Kita tidak pernah berbicara melalui kata, karena tak pernah ku mengerti ketika kau bicara. Kita, kau dan aku hanya berbicara melalui isyarat mata, begitulah kita berkata-kata, begitulah kita berbicara, bahasa yang hanya kau dan aku saja yang tahu dan mengerti akan maknanya.

Pikiran ini menerawang, bersyukur aku memiliki mu istriku. Angin malam semakin menusuk, menembus sampai ke tulang, ku dekap erat engkau dewi, istriku sayang.
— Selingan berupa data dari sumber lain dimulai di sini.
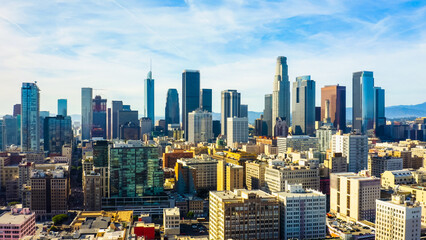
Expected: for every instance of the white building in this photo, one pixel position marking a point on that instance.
(237, 131)
(200, 126)
(397, 219)
(354, 147)
(171, 221)
(302, 214)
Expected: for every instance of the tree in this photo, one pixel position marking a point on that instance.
(59, 219)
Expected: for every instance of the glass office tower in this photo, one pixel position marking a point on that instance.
(363, 101)
(30, 117)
Engkau semakin gemuk saja wi, berisi, perut mu semakin membuncit, mungkin bila suatu hari nanti aku ada rezeki, ku bawa kau ke dokter yang mahal itu wi, harapan ku pak dokter akan berkata bahwa engkau sedang mengandung anak ku, atau mungkin bapak dokter yang mahal itu akan berkata ”istri bapak cacingan....” hmmh mungkin menurut sebagian orang itu penyakit kampungan.


Malam semakin larut, angin malam yang dingin semakin menusuk, tak ada selimut. Dalam gelap ku kenali wajahmu dengan lekat, dekat, istriku, aroma tubuhmu, tak pernah dapat ku belikan minyak wangi yang mahal itu, tak pernah. Tapi engkau adalah wanita yang paling wangi di indera penciumanku.


Maafkan aku sayang, tak ada uang untuk membiarkan mu memanjakan diri untuk sekedar berdandan, bersolek, merias diri. Tapi, kau tetaplah wanita yang paling cantik dan menawan di mata ku.


Aku mengantuk,. Ku belai rambut mu wahai dewi istriku, ku pejamkan mata mencoba melelapkan diri dan pikiran ini, mendekapmu erat, tak akubiarkan angin malam itu mengganggu tidurmu. Selamat malam istriku, tidurlah, mimpikanlah hal-hal yang indah, karena bisa jadi sampai ajal menjemput nanti, mimpi-mimpi mu takkan pernah dapat ku wujudkan, meskipun barang sebentar, meskipun hanya sekejap mata memandang.


Dalam diam, riang suara jangkrik-jangkrik, harmoni manakala malam menjelang. Suara hilir mudik kendaraan, semakin meramaikan orkestra yang alam ciptakan.


langkah-langkah kaki dirasa begitu berat menjejak bumi, mereka sedang menuju kemari, ke arah gubug ini. Istriku terbangun, ia mulai berbicara entah tentang apa. Kami yang berada di dalam hanya saling memandang dalam diam.


Mereka meminta kami keluar, ”keluar !!!” dengan paksa, semberi memukul tiang penyangga gubug yang hanya terbuat dari bambu yang tak seberapa kokohnya.


Aku pun keluar, matahari sudah mulai menyapa hari, ”kalian semua harus pergi dari sini”, salah seorang dari mereka bertubuh besar, berkumis bampang, dengan seragam bertuliskan ”SATPAM UNILA” angkat bicara.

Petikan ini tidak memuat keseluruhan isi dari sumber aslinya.